The development of policy is the key starting point for the delivery of housing in the right quantity and of the right type. Policy will normally set targets and trigger points for the delivery of Affordable Housing and in the case of CIL, costs per square metre to fund other elements of infrastructure.

However, policy development is relatively ‘high level’ and this is recognised in national policy; hence often a site specific viability assessment is needed if an applicant makes a case that the particular scheme being applied for cannot meet the local authority’s policy in terms of the housing being required.

AGA can assess virtually any type of development scheme for viability. Some examples include:

  • Large brown field mixed use schemes (often higher density);
  • Large green field schemes (typically family type housing);
  • Smaller schemes in urban and rural areas covering regeneration through to rural exception sites.

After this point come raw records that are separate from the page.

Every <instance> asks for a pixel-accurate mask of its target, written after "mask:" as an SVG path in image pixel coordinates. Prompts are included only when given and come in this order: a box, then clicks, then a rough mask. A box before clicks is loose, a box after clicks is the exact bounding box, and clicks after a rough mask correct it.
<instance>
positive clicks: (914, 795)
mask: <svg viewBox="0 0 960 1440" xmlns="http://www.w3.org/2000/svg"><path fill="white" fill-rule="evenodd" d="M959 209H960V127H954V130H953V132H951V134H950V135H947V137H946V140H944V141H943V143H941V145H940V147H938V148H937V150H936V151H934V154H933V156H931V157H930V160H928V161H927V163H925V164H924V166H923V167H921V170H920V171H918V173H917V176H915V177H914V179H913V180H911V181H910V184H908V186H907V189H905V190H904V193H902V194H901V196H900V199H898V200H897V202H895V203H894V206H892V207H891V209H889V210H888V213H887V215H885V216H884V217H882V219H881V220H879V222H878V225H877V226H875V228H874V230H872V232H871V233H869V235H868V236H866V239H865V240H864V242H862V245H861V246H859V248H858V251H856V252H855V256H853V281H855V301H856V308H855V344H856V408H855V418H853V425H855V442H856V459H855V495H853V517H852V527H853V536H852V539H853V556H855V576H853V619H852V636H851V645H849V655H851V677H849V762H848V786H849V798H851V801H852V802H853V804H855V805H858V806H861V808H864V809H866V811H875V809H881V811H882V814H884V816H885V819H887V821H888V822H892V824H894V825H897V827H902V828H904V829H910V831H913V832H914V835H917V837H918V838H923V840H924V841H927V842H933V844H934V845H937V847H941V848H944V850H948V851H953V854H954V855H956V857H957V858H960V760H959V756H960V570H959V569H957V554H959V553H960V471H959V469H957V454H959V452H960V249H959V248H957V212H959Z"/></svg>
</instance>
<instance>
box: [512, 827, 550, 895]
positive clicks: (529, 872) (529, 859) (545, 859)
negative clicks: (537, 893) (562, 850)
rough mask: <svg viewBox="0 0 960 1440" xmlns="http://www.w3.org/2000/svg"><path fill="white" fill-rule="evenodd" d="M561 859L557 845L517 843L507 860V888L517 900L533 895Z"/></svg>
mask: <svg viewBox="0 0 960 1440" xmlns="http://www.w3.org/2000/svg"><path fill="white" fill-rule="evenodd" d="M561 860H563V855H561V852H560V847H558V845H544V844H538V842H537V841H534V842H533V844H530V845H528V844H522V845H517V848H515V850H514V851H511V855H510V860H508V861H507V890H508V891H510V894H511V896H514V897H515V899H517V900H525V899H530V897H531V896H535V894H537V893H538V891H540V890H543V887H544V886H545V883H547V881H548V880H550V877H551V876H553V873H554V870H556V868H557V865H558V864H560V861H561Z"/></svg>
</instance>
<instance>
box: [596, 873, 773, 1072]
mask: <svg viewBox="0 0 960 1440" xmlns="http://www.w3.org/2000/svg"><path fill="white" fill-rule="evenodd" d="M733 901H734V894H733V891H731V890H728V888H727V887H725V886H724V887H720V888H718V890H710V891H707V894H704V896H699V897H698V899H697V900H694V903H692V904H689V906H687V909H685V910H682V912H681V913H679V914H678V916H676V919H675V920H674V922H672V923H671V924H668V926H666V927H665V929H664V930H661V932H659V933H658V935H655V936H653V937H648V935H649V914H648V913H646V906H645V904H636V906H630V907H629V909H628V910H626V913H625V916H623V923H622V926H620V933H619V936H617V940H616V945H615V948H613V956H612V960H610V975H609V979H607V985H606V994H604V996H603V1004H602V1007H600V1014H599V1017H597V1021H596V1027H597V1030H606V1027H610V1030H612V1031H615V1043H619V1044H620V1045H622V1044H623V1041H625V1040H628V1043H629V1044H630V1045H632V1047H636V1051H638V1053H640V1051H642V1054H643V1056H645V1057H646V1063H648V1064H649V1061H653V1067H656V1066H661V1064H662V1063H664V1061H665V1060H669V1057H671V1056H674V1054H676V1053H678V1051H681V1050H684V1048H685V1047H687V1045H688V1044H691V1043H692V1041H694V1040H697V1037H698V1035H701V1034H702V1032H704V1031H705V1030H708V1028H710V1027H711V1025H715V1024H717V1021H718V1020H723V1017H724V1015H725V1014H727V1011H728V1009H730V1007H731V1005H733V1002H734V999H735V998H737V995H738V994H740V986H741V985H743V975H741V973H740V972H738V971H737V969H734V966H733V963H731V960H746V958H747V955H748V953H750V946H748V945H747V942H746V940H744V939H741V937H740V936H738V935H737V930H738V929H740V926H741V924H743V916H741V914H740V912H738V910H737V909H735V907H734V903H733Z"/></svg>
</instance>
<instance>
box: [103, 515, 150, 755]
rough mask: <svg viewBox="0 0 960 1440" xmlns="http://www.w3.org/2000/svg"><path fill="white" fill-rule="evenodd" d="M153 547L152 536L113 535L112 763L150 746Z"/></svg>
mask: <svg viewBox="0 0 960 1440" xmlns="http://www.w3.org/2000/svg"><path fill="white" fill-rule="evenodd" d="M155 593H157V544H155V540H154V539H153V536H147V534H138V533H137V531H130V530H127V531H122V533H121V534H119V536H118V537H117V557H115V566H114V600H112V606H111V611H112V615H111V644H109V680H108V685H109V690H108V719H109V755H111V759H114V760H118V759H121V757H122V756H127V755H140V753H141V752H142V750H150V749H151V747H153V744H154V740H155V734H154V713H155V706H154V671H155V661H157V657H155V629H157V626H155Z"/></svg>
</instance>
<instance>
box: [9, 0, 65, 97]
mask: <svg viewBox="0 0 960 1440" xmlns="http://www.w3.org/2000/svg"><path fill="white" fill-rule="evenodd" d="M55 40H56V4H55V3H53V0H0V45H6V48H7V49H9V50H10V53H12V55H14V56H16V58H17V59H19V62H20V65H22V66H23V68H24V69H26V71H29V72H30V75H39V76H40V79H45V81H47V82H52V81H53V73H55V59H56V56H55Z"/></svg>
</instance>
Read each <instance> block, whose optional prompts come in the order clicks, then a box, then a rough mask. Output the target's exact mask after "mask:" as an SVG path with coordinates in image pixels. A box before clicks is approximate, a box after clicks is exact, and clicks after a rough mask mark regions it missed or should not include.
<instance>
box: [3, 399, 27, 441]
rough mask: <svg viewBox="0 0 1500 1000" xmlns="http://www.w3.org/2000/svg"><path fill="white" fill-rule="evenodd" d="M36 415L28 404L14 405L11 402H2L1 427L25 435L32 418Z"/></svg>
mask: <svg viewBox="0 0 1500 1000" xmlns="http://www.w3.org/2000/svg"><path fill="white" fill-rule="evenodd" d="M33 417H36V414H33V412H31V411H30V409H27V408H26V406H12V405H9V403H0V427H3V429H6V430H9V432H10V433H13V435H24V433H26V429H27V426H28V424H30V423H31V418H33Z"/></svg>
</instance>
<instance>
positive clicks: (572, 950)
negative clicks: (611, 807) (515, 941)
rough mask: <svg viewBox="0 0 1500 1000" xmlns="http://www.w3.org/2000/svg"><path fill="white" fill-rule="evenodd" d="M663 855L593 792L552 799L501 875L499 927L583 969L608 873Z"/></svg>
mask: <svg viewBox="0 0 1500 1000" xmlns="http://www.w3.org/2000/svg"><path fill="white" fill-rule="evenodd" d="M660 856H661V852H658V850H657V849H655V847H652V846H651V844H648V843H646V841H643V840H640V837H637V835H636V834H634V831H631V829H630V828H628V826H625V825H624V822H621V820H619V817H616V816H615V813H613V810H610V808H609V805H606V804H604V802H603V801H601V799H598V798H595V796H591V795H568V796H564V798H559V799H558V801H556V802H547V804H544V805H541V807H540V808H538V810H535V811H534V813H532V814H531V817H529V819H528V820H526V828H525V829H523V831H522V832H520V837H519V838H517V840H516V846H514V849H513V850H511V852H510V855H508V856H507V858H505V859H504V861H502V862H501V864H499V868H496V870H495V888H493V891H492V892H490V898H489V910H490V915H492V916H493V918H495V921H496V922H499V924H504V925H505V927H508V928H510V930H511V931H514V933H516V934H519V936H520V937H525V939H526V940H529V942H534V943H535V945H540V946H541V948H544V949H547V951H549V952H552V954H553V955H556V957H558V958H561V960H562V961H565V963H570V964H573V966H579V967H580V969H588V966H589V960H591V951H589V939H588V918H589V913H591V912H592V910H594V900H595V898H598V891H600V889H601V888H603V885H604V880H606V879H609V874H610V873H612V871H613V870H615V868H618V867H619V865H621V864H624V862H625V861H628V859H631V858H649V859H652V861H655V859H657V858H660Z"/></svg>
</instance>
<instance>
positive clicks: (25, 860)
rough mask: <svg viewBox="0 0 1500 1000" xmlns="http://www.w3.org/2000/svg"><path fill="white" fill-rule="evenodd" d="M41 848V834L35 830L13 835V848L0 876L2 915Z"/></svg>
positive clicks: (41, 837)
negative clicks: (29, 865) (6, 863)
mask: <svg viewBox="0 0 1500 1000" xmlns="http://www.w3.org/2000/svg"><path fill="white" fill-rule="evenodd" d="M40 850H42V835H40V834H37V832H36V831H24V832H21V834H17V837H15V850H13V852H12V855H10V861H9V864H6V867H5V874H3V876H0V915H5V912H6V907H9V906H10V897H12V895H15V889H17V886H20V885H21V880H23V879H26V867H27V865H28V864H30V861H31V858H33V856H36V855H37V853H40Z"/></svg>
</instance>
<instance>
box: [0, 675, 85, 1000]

The approach adopted by the company with respect to scheme assessments is entirely consistent and broadly looks at the financial relationship between the residual value generated by the scheme and the land value benchmark for the site. The company is retained by several local authorities but has also assessed schemes on behalf of most of the major UK house builders as well as for smaller builders and individual land owners.

 Development appraisal software – ‘Toolkits’

Dr Golland was a founder developer of the GLA’s (Greater London Authority’s) ‘Toolkit’, a software model developed in 2001 to test the then London Plan for viability. The model was then subsequently developed as a development control tool, for the purposes of assessing individual schemes.

A number of other Toolkits emanated from the initial one; notably the Wales DAT (Development Appraisal Toolkit) which is used extensively across Wales. Other Toolkits have been developed for consortia or individual local authorities.

The software, which owes its development to a very significant extent, to Dr Adam Watkins, is highly regarded for its ease of use and for the default or benchmark data which populates the software and which users can adopt where a developer provides only limited information for assessment.

Dr Watkins and Dr Golland continue to develop software for the emerging development market.